Ella giró la cabeza y sus ojos volvieron a sorprenderlo.


—Me he dado cuenta de que era cierto en cuanto le he visto levantar la tapa del asiento.


—Siento el malentendido —le dijo él con toda sinceridad—. Lo cierto es que todavía no he decidido si voy a vender la casa. Y, si lo hago, me gustaría elegir personalmente al agente inmobiliario.


Eso la enfadó.


—¿Conoce a alguno en Seattle?


—La verdad es que no.


—Bueno, pues le diré que yo soy muy competente y tengo excelentes referencias. Y que me parece que los MacDonald podrían ser los compradores.


—Yo creo que se han asustado cuando he dicho que mi abuela había muerto en esa cama.


La mujer se llevó las manos a las caderas. Tenía la manicura hecha y no llevaba alianza.


—No es cierto. Su abuela, como estoy segura que sabrá, falleció en el hospital.


Él sintió dolor, pero intentó ignorarlo.


—Eso da igual. Si hubiese conocido a mi abuela habría querido que su espíritu permaneciese en la casa.


Tal vez ese fuese el motivo por el que le costaba pensar en que otras personas viviesen allí. Para él, su abuela seguía allí.


—No me gusta la gente a la que le asustan los fantasmas, ni a mi abuela tampoco le gustaría.

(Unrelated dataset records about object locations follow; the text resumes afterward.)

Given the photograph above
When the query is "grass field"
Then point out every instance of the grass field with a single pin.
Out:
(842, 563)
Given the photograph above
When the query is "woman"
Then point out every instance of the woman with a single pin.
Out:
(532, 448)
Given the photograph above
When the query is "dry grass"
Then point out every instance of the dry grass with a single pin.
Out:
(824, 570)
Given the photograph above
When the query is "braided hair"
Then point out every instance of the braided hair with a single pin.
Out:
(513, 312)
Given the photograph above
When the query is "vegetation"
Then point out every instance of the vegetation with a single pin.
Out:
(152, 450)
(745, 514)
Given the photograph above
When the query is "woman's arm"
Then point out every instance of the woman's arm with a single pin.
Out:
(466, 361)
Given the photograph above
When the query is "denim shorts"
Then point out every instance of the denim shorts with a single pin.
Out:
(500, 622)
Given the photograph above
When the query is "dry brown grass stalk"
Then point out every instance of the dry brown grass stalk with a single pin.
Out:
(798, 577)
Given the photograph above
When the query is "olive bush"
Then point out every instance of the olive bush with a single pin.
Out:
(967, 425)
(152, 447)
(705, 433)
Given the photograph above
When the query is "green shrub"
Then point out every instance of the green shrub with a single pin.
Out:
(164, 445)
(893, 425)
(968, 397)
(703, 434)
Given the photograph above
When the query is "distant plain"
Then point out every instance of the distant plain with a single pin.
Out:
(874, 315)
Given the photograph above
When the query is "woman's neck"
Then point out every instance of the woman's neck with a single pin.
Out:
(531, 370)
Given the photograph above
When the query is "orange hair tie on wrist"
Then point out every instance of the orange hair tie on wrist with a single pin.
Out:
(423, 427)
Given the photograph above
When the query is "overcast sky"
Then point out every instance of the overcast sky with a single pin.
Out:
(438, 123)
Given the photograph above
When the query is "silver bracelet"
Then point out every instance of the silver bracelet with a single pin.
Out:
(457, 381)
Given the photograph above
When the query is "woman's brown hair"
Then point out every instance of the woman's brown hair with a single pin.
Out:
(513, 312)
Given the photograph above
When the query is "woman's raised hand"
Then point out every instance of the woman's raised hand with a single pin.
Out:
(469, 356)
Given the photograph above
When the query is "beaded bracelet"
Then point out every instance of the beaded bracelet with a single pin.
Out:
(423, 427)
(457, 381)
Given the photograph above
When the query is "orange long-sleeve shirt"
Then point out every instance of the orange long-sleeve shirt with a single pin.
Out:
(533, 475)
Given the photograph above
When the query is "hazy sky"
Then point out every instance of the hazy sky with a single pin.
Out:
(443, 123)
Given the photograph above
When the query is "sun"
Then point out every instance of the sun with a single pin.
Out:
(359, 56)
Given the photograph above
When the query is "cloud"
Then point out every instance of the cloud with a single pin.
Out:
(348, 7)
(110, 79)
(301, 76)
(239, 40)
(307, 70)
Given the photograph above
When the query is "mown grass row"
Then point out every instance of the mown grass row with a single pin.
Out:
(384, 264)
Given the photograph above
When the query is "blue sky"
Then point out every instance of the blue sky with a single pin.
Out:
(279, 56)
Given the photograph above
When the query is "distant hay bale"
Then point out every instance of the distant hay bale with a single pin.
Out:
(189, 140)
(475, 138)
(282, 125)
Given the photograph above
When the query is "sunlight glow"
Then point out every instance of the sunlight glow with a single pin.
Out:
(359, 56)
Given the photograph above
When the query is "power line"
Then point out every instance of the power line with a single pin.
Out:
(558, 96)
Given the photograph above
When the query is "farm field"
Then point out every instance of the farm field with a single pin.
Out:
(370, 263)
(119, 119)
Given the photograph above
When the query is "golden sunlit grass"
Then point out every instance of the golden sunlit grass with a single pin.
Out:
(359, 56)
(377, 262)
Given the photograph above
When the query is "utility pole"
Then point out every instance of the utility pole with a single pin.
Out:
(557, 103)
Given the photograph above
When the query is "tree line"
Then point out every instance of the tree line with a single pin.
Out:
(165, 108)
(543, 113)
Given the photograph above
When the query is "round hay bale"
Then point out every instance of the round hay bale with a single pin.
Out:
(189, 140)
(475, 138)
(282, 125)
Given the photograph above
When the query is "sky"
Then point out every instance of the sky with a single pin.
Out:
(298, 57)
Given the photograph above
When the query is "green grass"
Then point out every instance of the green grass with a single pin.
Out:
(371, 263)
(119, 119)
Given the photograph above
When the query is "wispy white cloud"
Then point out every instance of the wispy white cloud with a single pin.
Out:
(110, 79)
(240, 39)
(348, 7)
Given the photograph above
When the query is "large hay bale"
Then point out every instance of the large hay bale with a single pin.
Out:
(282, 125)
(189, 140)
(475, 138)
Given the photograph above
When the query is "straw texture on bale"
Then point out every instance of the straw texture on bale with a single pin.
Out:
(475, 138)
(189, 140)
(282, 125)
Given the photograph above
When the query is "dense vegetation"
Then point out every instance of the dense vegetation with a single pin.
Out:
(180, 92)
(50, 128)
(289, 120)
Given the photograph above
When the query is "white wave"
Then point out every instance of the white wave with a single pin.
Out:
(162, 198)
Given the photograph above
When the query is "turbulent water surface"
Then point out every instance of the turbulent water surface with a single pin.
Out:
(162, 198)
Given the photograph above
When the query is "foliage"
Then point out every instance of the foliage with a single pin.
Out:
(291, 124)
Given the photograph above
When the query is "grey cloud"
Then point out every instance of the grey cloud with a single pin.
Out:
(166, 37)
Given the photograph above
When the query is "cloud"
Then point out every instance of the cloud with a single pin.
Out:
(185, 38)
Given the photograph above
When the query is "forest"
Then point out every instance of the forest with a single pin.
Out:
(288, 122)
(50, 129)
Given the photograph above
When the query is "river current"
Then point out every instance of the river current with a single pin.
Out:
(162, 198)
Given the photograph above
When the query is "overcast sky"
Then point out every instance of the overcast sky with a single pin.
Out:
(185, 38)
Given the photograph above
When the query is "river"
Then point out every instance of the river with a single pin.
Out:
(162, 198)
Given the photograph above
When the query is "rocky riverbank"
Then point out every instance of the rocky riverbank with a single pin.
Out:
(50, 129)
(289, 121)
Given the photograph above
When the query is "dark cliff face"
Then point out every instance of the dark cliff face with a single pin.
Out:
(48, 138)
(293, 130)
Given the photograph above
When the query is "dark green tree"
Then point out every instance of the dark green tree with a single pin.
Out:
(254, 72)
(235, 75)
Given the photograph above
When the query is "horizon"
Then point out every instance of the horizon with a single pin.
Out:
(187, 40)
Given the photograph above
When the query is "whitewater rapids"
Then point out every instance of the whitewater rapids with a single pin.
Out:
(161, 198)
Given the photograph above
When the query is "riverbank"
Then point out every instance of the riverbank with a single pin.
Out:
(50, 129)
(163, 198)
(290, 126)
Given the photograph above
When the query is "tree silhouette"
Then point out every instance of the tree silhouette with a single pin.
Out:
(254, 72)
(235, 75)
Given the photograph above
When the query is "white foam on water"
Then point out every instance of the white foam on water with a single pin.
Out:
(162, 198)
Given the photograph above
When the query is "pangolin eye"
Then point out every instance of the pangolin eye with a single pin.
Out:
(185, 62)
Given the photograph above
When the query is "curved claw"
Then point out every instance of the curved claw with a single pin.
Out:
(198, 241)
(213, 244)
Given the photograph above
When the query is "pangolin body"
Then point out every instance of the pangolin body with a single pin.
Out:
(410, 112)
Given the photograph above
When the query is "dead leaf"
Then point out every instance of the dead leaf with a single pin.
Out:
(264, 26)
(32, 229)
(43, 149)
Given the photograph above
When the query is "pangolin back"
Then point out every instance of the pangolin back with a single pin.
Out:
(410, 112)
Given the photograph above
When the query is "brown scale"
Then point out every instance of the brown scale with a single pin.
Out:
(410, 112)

Pedro se dio cuenta de que estaba demasiado cansado y de que lo mejor sería mantener la boca cerrada hasta que se encontrase mejor.


La mujer le sonrió.


—Es difícil dejar marchar a alguien cuando lo has querido tanto — comentó con voz suave.


—Sí.


—¿Estaban muy unidos?


—Sí. Podría decirse que fue ella la que me crio.


Pedro no podía imaginar qué habría sido de él si se hubiese quedado con su madre. Su abuela no solo lo había criado, también lo había salvado. Le había dado la oportunidad de hacer algo con su vida.


Cuando Paula lo miró, tuvo la sensación de que podía ver en su interior.


Fue muy extraño y Pedro supo que ella también se había percatado, porque la vio retroceder hacia la puerta. Era como si, de repente, ambos se hubiesen dado cuenta de que estaban solos en un dormitorio, aunque la colcha estuviese salpicada de patitos amarillos. Pedro habría jurado que hasta la temperatura había subido.


—¿Le apetecería una taza de café? —le preguntó ella.


Fue entonces cuando Pedro se convenció de que podía leerle la mente.


—Sería capaz de arrodillarme y suplicar por una.


Ella sonrió de verdad. Por fin.


—No hace falta que suplique. Lo esperaré abajo.


Pedro se sintió tentado a pedirle que se lo subiese, porque lo que más le costaba eran las escaleras y no quería que aquella mujer lo viese cojear, pero le dio miedo que lo malinterpretase.


—No pasa nada. Ya me lo prepararé yo luego.


—A mí me apetece un café ahora y, además, quiero hablar con usted.